NEW YORK CITY (WABC) -- The first phase of results from a statewide New York COVID-19 antibody study are in, and New York City was found to have the highest percentage of positive results at 21.2%.
Governor Andrew Cuomo said the study collected approximately 3,000 antibody samples from 40 locations in 19 counties to try to determine the infection rate.
The tests were collected at grocery stores and other box stores and found that 13.9% of people tested positive for having antibodies in New York.
Extrapolated, the results would indicate that more than 1 in 5 New York City residents has already had the coronavirus.
Long Island checked in at 16.7%, Westchester and Rockland counties at 11.7%, and the rest of the state at 3.6%.
The demographics breakdown is as follows:
Cuomo cautioned that supermarket customers do not constitute a random sample of the population.
"You are testing people who by definition who are out of the home and not at work," he said. "These are people who out and about, shopping. They were not people who were in their home, isolated or quarantined, who you could argue had a lower rate of infection because they wouldn't come out of the house.
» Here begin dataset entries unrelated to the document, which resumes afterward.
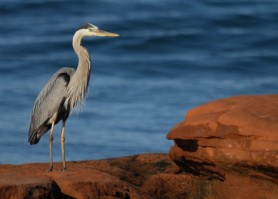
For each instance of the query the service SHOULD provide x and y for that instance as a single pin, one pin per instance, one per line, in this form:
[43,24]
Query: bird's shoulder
[54,90]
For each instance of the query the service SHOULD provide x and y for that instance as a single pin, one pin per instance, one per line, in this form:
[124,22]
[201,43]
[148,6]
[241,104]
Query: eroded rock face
[233,142]
[139,176]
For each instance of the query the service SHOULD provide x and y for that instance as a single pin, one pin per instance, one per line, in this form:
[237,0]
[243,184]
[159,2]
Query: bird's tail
[35,135]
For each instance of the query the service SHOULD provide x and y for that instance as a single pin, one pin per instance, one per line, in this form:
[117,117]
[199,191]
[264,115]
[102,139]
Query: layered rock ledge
[226,149]
[231,146]
[140,176]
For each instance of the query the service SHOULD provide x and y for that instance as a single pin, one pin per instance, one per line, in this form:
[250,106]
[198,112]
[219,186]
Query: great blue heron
[66,88]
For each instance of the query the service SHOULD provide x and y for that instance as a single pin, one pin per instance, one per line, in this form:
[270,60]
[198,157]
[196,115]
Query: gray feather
[49,101]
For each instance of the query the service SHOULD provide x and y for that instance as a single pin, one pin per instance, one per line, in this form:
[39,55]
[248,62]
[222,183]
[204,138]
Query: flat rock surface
[233,141]
[127,177]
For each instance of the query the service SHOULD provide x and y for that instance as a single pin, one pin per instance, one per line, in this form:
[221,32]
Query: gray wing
[48,102]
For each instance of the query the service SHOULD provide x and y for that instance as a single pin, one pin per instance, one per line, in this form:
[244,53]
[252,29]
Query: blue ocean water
[170,57]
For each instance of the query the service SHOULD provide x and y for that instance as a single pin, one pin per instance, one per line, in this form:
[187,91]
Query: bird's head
[92,30]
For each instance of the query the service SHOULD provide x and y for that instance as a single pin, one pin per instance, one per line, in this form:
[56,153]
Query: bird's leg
[63,146]
[50,145]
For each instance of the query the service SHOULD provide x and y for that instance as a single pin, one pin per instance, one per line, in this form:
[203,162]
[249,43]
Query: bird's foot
[64,169]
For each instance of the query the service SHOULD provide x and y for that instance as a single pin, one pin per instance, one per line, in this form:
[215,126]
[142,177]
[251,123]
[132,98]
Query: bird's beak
[105,34]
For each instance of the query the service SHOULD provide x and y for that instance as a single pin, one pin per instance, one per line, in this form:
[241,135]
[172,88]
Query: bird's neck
[77,87]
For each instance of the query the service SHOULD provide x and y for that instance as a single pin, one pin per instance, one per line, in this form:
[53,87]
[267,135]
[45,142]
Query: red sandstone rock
[231,145]
[112,178]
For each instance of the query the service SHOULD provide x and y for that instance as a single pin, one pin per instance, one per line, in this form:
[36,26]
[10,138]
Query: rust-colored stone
[231,146]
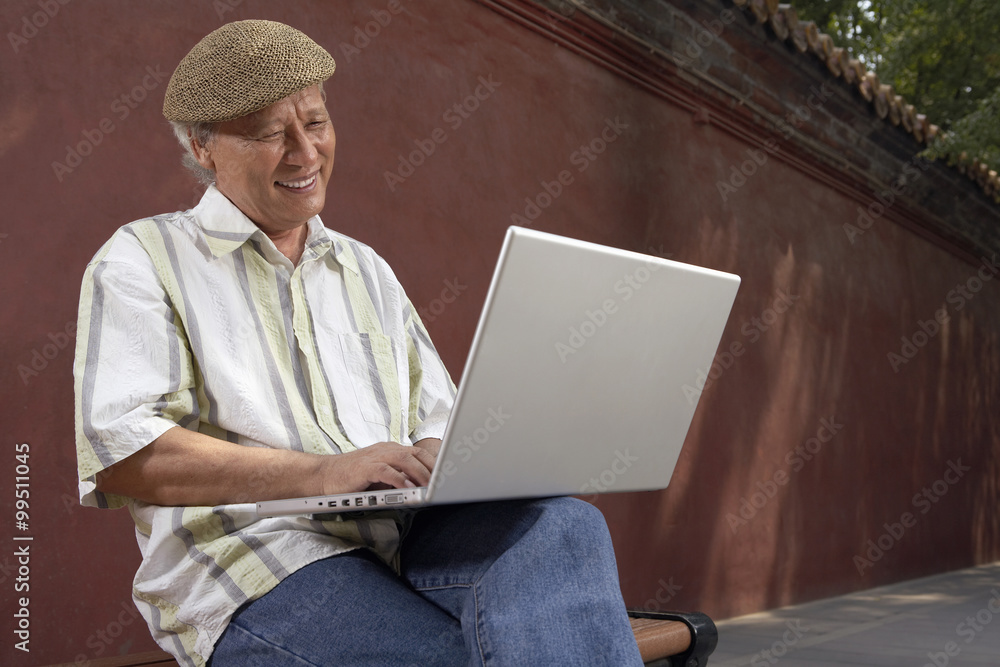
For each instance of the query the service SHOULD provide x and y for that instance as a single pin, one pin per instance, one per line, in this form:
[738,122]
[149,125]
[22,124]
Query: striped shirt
[196,319]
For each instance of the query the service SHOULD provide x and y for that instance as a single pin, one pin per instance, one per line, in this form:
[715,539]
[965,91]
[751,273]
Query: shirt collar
[226,228]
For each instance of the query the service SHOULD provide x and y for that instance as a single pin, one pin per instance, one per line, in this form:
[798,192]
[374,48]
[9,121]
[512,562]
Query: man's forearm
[183,467]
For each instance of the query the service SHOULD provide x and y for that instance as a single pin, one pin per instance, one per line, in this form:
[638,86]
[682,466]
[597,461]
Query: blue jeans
[504,583]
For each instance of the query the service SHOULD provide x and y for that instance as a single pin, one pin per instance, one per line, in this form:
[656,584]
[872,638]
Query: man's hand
[382,465]
[432,445]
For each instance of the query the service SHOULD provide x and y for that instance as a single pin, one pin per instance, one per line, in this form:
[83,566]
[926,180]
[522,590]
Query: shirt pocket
[371,370]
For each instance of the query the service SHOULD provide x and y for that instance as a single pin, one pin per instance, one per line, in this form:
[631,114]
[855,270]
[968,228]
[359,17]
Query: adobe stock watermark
[923,501]
[472,443]
[451,291]
[968,629]
[606,479]
[592,320]
[928,329]
[42,355]
[884,200]
[796,460]
[121,107]
[752,330]
[581,158]
[223,7]
[794,632]
[32,23]
[454,116]
[101,639]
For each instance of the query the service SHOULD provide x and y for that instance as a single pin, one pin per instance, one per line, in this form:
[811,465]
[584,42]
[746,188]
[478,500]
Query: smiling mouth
[299,186]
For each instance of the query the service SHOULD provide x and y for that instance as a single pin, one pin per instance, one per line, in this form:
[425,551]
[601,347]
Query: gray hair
[201,132]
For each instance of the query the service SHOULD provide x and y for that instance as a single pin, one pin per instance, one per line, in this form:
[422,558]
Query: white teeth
[298,184]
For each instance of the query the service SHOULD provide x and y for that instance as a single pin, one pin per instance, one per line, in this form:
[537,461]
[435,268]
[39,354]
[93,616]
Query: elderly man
[241,351]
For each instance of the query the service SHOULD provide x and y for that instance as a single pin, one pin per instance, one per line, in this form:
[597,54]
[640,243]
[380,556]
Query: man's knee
[577,518]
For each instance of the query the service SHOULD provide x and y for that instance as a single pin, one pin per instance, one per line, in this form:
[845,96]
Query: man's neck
[291,243]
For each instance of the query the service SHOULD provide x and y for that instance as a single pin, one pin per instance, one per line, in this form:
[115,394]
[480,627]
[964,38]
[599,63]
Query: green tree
[943,56]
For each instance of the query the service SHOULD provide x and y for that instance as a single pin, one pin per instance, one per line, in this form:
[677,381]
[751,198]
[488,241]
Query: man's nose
[299,148]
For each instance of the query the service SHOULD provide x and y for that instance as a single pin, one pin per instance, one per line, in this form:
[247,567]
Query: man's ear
[201,153]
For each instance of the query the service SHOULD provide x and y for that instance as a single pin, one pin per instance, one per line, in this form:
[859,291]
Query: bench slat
[660,639]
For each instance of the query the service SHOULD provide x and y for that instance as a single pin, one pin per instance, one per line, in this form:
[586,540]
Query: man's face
[274,164]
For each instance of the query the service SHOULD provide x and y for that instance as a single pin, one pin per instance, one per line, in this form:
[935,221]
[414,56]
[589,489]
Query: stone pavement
[947,620]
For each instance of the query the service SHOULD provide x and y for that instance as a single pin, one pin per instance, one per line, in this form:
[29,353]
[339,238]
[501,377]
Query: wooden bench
[666,639]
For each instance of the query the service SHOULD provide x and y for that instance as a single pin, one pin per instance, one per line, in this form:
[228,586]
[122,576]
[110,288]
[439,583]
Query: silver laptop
[575,382]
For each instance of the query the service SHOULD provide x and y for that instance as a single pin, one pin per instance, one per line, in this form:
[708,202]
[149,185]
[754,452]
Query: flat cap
[243,67]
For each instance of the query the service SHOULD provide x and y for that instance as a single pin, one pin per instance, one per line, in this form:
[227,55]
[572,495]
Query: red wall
[654,188]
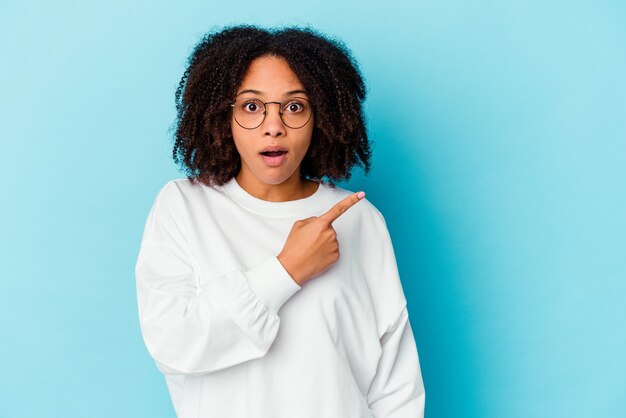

These are people who are outside."
Cuomo said it would also mean that 2.7 million people have been infected statewide, but he added the current death toll is not accurate because it does not include people who died at home and those who were never tested for COVID-19.
The state department of health released the following statement to ABC News:
"Grocery stores provided a venue where adults could be found during this pandemic in sufficient numbers to reach an adequate sample that is representative of the adult population. Store locations were selected to maximize the chances that a racially/ethnically diverse population was reached. Where possible, we worked with chains such as Wegmans and Price Chopper to simplify the store recruitment process. The objective was to recruit between 100-200 patrons per store. The sampling procedure selected was chosen to greatly expedite the survey, which is believed to be the largest conducted to date. Additional research is needed to confirm the seroprevalence estimates."